Snow began falling in the late morning yesterday, and by school
dismissal time there was about three inches on the ground. Nevertheless,
Lynn was able to leave with other teens from our church for the Winterfest
Gathering in Lancaster, a town about thirty miles from here. This is not
a winter church camp, it's a convention held in a resort hotel (that is,
one with a pool and video game room). Today dawned clear and bright, the
snow was gone from driveways and side streets, and, since I am quite capable
of moving around and providing for my basic needs even if home alone, Ron
decided it was a good day to replace our compact disc player.
We were in the first generation of CD owners back in the early 80s when it was still "gee whiz" technology. When I met Ron in 1983 I still had all my music on 12-inch vinyl. He owned a portable but powerful "boom box" that played cassette tapes, a gift to himself in his new "single life." He was serious about building his library of orchestral music. Although I love that kind of music (I once thought Tchaikovsky was a family friend), I'd put my money into "platters" of pop music -- The Beatles, The Doors, Peter, Paul and Mary, Crosby, Stills & Nash. I did own a few "classical" pieces -- the Rachmaninoff piano concertos, some Beethoven symphonies, Verdi's Requiem. I played these on a portable "stereo," the kind where the turntable swings up and the speakers swing in on hinges and close with hasps like a piece of luggage.
After we got married Ron bought a snazzy new set of components -- a receiver, a tape deck, a turntable, and deluxe speakers, all of which he installed on the built-in bookshelves in our family room. My 12-inch platters occupied six linear feet of bottom shelf, and the tapes were housed (alphabetically by composer and genre) in special drawers that fit beside the LPs. But he quickly began talking about the new digital "compact disc" technology that was going to change the way audiophiles and music devotees enjoyed their music.
I was pregnant in the winter of 1985 when we bought our last LP -- Andrew Lloyd Webber's Requiem. My favorite part was the Pie Jesu, Sarah Brightman's high sweet voice twining with a boy soprano's heavier tones. I'd listen to it as a meditation piece, and when it was over I'd have to get up and either shut the thing off or raise the tone arm and reposition it approximately at the spot I thought that selection should begin. Considering the way we do things now, that seems extremely cumbersome and primitive. We bought a CD player that summer.
Just before Christmas the CD player began to exhibit signs of terminal old age. Tracking was unreliable, and sometimes it wouldn't grab the disc at all.
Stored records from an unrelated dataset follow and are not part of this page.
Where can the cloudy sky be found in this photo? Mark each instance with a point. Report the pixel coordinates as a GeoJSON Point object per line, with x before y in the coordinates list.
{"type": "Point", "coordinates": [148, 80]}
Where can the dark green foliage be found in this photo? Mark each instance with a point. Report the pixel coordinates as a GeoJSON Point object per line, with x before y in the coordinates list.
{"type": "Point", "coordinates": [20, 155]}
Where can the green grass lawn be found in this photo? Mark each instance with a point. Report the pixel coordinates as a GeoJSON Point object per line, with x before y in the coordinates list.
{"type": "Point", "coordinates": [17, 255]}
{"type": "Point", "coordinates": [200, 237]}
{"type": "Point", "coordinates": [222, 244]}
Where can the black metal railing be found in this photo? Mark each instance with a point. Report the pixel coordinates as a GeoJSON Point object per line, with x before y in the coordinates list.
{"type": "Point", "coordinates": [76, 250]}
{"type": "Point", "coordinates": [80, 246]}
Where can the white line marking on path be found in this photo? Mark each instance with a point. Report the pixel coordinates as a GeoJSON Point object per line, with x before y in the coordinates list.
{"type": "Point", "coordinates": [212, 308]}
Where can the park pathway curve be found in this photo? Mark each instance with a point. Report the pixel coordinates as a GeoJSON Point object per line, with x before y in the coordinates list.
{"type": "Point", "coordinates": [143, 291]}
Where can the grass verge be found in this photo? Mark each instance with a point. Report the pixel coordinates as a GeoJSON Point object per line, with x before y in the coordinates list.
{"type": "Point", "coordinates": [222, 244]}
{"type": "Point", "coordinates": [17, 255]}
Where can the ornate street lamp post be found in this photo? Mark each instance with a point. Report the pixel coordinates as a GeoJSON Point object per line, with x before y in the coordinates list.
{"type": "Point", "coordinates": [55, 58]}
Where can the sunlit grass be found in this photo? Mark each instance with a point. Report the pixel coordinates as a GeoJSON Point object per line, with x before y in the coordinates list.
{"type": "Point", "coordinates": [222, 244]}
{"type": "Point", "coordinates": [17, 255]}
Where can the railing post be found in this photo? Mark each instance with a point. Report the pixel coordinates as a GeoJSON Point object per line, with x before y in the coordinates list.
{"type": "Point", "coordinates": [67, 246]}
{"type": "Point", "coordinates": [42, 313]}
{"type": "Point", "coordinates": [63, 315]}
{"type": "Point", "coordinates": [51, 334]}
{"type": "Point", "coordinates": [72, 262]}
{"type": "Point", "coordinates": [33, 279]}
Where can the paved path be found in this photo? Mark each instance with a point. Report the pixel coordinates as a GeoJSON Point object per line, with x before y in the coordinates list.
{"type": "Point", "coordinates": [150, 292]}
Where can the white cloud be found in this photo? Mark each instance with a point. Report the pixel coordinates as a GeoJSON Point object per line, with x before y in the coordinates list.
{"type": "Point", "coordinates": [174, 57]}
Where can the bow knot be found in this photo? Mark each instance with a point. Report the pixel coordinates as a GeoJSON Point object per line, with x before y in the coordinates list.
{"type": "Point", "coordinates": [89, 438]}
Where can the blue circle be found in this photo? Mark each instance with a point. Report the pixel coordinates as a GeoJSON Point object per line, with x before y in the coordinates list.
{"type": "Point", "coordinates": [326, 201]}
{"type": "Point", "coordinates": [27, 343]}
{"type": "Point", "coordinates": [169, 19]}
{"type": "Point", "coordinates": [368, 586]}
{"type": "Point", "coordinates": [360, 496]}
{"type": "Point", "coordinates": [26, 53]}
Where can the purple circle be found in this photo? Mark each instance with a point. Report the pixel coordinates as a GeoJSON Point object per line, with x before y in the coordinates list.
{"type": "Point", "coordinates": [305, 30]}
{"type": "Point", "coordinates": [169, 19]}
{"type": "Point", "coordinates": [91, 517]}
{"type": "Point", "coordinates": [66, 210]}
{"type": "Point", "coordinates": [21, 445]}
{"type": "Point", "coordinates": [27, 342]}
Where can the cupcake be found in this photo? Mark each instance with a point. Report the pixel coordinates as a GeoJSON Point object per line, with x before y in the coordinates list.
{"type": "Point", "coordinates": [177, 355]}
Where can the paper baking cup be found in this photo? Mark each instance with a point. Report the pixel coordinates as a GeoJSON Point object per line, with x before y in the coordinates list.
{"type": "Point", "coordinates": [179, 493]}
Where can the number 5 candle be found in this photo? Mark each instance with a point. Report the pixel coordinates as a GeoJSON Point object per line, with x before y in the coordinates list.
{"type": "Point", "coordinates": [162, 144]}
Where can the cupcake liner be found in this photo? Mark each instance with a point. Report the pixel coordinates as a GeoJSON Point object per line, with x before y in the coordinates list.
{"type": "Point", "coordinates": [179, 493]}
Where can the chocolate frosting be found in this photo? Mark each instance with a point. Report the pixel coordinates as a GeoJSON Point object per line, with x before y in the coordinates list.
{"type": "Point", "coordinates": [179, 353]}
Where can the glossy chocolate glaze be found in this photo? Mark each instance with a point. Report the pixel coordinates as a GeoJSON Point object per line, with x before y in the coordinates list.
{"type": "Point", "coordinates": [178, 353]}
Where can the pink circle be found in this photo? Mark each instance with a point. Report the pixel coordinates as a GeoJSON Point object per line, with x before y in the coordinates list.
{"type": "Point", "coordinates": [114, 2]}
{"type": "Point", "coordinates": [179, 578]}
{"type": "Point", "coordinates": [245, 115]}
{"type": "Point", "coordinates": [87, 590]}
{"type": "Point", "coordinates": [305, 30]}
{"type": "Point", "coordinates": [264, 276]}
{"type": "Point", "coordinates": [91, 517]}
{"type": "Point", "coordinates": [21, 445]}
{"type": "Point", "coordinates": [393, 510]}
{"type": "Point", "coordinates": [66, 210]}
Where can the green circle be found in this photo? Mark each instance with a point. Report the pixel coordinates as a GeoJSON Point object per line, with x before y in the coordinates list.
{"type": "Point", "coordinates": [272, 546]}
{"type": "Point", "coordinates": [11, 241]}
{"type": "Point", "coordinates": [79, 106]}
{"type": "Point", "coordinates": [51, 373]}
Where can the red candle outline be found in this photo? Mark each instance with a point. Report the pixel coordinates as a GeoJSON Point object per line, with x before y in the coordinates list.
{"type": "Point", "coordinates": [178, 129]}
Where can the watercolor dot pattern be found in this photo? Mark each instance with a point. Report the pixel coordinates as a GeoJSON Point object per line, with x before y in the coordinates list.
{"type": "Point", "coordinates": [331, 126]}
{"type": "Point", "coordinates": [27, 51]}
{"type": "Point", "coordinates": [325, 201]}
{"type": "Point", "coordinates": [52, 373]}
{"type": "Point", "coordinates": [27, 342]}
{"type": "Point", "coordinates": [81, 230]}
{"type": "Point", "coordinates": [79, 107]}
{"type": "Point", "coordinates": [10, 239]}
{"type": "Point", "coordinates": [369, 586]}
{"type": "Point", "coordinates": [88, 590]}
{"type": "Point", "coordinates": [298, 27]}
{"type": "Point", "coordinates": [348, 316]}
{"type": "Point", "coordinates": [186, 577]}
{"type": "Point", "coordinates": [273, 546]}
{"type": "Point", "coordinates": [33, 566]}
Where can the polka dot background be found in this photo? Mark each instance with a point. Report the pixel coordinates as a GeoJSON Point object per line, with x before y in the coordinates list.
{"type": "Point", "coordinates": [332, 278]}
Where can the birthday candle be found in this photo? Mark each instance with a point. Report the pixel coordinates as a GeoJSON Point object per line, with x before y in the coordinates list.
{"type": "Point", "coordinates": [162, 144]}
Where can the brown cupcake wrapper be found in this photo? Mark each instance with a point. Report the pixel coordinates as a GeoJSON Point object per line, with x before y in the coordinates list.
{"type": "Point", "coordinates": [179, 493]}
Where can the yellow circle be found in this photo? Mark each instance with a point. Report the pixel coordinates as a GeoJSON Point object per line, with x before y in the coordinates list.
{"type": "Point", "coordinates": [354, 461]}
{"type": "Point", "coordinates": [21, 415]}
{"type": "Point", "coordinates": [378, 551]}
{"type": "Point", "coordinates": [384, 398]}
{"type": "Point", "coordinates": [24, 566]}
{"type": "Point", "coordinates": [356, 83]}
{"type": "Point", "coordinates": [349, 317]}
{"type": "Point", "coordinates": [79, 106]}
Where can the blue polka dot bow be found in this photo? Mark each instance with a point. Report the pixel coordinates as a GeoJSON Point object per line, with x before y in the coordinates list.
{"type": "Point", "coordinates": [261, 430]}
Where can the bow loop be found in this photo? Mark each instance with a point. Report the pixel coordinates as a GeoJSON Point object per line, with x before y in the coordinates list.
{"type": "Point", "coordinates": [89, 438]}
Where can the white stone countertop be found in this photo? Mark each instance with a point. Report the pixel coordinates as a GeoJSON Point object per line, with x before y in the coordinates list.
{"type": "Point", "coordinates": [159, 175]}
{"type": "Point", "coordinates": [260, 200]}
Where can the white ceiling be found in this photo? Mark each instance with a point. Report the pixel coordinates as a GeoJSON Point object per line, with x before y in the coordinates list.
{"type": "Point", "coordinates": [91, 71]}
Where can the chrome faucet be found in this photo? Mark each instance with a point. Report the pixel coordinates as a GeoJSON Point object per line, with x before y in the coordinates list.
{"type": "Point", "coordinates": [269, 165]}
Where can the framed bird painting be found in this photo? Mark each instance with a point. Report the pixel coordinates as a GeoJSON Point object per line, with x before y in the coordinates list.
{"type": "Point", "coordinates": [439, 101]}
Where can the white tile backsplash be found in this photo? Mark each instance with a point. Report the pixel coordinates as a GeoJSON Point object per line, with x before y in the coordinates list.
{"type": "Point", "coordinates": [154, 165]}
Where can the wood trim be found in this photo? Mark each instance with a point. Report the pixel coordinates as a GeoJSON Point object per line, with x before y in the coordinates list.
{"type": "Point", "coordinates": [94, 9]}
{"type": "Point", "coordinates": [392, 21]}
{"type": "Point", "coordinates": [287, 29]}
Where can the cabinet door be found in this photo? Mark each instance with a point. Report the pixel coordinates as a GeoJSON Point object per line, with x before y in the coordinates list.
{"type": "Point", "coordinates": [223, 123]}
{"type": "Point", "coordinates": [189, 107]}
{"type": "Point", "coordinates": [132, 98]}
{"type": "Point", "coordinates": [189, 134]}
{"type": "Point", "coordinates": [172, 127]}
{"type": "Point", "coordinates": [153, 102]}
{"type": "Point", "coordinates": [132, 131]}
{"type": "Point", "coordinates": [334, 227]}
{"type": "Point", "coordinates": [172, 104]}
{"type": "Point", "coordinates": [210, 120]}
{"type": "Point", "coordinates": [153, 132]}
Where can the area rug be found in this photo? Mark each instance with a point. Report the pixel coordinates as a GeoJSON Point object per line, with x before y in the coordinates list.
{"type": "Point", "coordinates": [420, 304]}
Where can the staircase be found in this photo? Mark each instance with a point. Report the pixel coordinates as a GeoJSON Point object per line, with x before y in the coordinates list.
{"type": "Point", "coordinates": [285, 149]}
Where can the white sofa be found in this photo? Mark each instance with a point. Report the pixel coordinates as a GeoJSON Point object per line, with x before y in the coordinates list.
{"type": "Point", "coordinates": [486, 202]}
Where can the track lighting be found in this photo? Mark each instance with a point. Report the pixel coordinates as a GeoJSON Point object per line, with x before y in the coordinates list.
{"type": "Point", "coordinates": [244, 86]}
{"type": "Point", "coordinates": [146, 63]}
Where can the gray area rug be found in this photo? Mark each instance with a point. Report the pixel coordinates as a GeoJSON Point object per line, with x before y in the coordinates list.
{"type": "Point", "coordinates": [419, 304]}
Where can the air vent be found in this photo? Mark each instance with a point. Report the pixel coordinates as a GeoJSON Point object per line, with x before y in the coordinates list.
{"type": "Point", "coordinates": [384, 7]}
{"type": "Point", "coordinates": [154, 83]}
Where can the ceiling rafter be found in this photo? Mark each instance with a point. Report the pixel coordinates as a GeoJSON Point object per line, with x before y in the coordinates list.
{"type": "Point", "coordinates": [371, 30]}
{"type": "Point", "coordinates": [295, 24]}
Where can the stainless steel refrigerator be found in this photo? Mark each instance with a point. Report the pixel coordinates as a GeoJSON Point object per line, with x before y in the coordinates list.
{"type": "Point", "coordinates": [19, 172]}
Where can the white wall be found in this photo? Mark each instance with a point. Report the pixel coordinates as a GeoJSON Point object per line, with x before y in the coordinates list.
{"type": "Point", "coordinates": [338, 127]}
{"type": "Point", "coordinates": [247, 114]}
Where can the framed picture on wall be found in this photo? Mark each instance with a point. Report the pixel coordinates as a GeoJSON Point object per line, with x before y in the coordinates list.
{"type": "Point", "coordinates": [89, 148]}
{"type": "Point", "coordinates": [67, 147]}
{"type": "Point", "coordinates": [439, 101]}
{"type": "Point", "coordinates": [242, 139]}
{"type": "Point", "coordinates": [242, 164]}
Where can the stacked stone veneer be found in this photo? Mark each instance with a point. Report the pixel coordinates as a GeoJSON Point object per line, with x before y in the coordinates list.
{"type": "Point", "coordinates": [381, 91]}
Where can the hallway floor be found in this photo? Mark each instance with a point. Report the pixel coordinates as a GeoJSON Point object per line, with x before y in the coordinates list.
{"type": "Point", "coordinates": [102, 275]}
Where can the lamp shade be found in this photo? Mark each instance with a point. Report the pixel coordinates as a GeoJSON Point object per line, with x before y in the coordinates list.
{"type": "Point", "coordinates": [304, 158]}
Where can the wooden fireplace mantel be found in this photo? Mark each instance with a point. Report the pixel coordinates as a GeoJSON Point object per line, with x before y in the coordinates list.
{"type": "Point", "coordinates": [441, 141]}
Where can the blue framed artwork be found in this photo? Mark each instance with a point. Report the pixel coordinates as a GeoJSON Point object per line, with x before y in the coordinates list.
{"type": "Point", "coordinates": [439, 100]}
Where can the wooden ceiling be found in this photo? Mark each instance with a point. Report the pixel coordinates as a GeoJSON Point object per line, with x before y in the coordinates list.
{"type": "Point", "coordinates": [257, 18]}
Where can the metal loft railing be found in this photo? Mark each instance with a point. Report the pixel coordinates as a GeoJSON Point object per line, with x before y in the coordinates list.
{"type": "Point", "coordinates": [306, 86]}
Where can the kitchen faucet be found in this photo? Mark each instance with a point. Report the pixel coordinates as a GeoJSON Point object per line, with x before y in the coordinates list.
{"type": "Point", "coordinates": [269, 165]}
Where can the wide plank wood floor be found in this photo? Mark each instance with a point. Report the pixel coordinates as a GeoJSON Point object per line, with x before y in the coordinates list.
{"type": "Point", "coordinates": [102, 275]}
And so, early this morning, Ron removed it from its accustomed place and took it in for a look-see..
The CD player was beyond hope. What we have now is a state-of-the-art music CD player (a three-disc changer -- our old one was probably the last surviving non-portable single disc device in Pennsylvania). It's a little larger than the old one -- longer front to back. It wouldn't fit in the spot the old one occupied. The best solution was to remove the turntable, which we almost never use, and install the new CD player there. We put the turntable in the farthest corner of the bottom shelf, connected to nothing, a kind of bookend for the six feet of musical information that is now rendered inaccessible.
I have my own CD player in my study, and slowly, as whim and disposable income permit, I have been replacing the beloved tunes of my musical youth. I have the Beatles and Peter, Paul and Mary and Dylan and Springsteen on CD, but most of what I have is new stuff -- Tracy Chapman and Sarah McLachlan and U2. In recent years I've thought of putting the old stuff on tape -- we don't have a CD "burner" (yet) -- but that's a wish that hasn't translated into action, given other priorities.
Most of the stuff is available on CD, and I'll continue to buy "historical" music from time to time (for some reason I don't have any Rolling Stones in any form). But some of it is unavailable that way -- does anyone really plan to convert the work of The Fabulous Fabian to CD? It's my fear of loss, an enormous reluctance to say a final goodbye, that is at work here. I look at the disabled turntable, and my bandaged knee that reminds me that I'm getting older and not necessarily better, and I feel a definite sadness.